Can an employer refuse to give a reference letter?

Quebec Court of Appeal declines to award damages for wrongful dismissal but employer must pay $5,000 for refusing to give reference letter

A Quebec employer's refusal to give an employee whose contract it wrongfully ended a reference letter warranted $5,000 in damages, despite the fact wrongful dismissal damages weren't necessary, the Quebec Court of Appeal has ruled.

In a September 2013 ruling, one of the issues before the court was whether an employee could be awarded non-monetary damages on account of alleged wrongful conduct by the employer when it did not renew her contract of employment. It was submitted that management had shown bad faith, among other things, by refusing to give the employee a letter of reference.

This case involved two teachers at a private high school in Montréal, Irène Arseneault and Sylvia Mauri. Both were hired on a yearly basis, under letter agreements in which the length of their contract and certain of their employment conditions were set out. A standard form contract, which included a description of their rights in relation to certain non-monetary aspects, was also provided to all faculty.

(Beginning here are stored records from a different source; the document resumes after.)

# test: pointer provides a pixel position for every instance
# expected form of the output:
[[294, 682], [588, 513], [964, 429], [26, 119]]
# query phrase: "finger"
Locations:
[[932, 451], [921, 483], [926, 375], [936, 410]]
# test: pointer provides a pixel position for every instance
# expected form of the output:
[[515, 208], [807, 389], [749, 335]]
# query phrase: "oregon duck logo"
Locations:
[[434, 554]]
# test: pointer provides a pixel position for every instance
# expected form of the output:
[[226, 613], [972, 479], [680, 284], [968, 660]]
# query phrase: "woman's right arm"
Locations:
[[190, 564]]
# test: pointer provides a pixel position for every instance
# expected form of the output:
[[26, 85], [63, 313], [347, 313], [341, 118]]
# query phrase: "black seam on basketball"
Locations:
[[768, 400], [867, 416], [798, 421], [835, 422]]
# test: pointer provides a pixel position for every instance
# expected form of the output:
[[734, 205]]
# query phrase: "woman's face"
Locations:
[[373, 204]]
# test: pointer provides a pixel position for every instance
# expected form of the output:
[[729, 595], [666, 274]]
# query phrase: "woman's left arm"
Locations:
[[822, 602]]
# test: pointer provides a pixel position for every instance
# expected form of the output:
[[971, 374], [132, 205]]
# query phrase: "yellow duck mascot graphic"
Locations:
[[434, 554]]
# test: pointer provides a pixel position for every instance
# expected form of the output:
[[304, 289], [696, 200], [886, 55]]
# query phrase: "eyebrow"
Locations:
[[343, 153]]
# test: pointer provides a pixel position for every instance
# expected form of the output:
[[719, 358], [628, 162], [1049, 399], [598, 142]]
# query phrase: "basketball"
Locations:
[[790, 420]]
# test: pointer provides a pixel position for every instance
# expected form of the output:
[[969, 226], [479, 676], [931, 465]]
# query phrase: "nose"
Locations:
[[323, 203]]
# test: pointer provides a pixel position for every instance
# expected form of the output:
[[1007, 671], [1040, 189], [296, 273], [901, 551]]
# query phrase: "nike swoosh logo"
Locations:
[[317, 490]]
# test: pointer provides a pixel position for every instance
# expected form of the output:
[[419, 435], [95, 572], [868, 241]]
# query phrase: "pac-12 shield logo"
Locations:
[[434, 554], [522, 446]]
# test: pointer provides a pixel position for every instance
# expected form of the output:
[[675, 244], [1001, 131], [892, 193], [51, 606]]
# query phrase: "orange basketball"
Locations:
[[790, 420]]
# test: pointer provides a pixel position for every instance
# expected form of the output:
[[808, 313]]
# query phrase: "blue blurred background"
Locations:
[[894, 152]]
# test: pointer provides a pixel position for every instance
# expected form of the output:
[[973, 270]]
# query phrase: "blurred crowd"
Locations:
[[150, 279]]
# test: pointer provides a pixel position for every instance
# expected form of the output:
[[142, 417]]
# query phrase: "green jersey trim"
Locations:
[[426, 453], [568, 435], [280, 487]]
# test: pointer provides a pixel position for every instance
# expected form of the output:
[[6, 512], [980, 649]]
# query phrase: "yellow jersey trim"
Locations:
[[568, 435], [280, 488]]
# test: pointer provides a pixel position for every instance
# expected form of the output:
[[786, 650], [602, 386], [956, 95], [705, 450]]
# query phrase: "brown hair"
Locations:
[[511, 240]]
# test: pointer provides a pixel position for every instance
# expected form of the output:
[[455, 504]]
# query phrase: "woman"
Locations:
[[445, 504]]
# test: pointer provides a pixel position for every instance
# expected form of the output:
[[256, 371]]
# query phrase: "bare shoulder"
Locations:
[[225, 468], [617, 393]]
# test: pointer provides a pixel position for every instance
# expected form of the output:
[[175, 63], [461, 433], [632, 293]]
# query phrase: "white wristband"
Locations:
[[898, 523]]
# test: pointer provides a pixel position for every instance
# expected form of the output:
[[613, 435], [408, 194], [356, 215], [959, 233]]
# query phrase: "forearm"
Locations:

Arseneault had been a drama teacher for the high school almost without interruption since 1989. Although she did not have a teaching permit as required by the Department of Education, the department had always granted her a "letter of tolerance" allowing her to teach. Thus the school had hired her, on a year-to-year basis, until 2008, the year management decided that a teaching permit was now mandatory and Arseneault’s teaching contract could not be renewed. In the year after her contract was not renewed, Arseneault did not find another job and had to settle for part-time teaching duties from which she earned a modest income.

Mauri taught French and Italian. The record shows that her work was satisfactory and that over the years her teaching contract had been renewed seven times. Owing to what it said was a curriculum change, the school having chosen in the future to offer Spanish instead of Italian, Mauri was told that her contract would not be renewed. When she requested a letter of reference, the principal of the school refused to give her one. In the year after her contract was not renewed, she nevertheless found a one-year replacement position teaching in another institution.

It is worth noting that in the months before Arseneault’s and Mauri’s employment ended, management of the school had tried to get the employees to waive the implementation of compensatory measures resulting from a pay equity process. Contrary to the conclusions reached by an anonymous ad hoc committee which had studied the matter, management claimed that the measures would yield only an insignificant benefit for the employees. Arseneault and Mauri were suspected of being behind the ad hoc committee, and they alleged this was the reason why they had been let go.

Although the trial judge came down very hard on the principal of the school, calling the reasons given by management to justify not renewing the contracts an excuse, she nevertheless found that the employer was entitled to terminate the contracts and dismissed the action.

Court of Appeal decision

The Court of Appeal began by considering whether or not, in the circumstances, the contracts had in fact been renewed automatically. It noted that the standard contract contained a clause providing that a party could prevent automatic renewal from taking place as long as written notice was given prior to the last school day of March of the current year. In this case, since such notice was not given within the allotted time, the court was of the opinion that Arseneault’s and Mauri’s contracts had been renewed for an additional year.

Agreeing with the trial judge on the circumstances surrounding the termination of Arseneault’s and Mauri’s employment, the court went on to find that management’s attitude had been wrongful and that the terminations had been carried out illegally, the reasons given for them having been mere excuses.

Consequently, the court awarded damages for the wages lost by Arsenault. In Mauri’s case, the court did not see fit to award her any damages for lost wages, since she had succeeded in finding full-time work during the year after her employment with the school ended. However, the court awarded her $5,000 in damages on account of the school’s refusal to give her a letter of reference. While it declined to affirm that an employer had an obligation to provide a letter of reference, the court stressed that such a refusal must not be contrary to good faith requirements, especially since a curriculum vitae is an integral component of a person’s reputation. Given the particular circumstances in which the employment ended, the unexplained gap, in the court’s view, warranted an award for damages.

Characterizing management’s behaviour in this case as abuse of authority, the court concluded that the employer had acted contrary to good faith requirements when it refused, for no apparent reason, to provide the letter requested.

In essence, the take-away from this decision is that an employer is not obliged to provide a letter of reference. However, it cannot refuse to give a letter of reference to a dismissed or resigning employee who requests one, without providing a reason or citing a reason that is not legitimate. It risks being ordered to compensate its ex-employee for damage to reputation if it does.

For more information see:

Arseneault c. Sacred Heart School of Montreal, 2013 CarswellQue 9564 (Que. C.A.).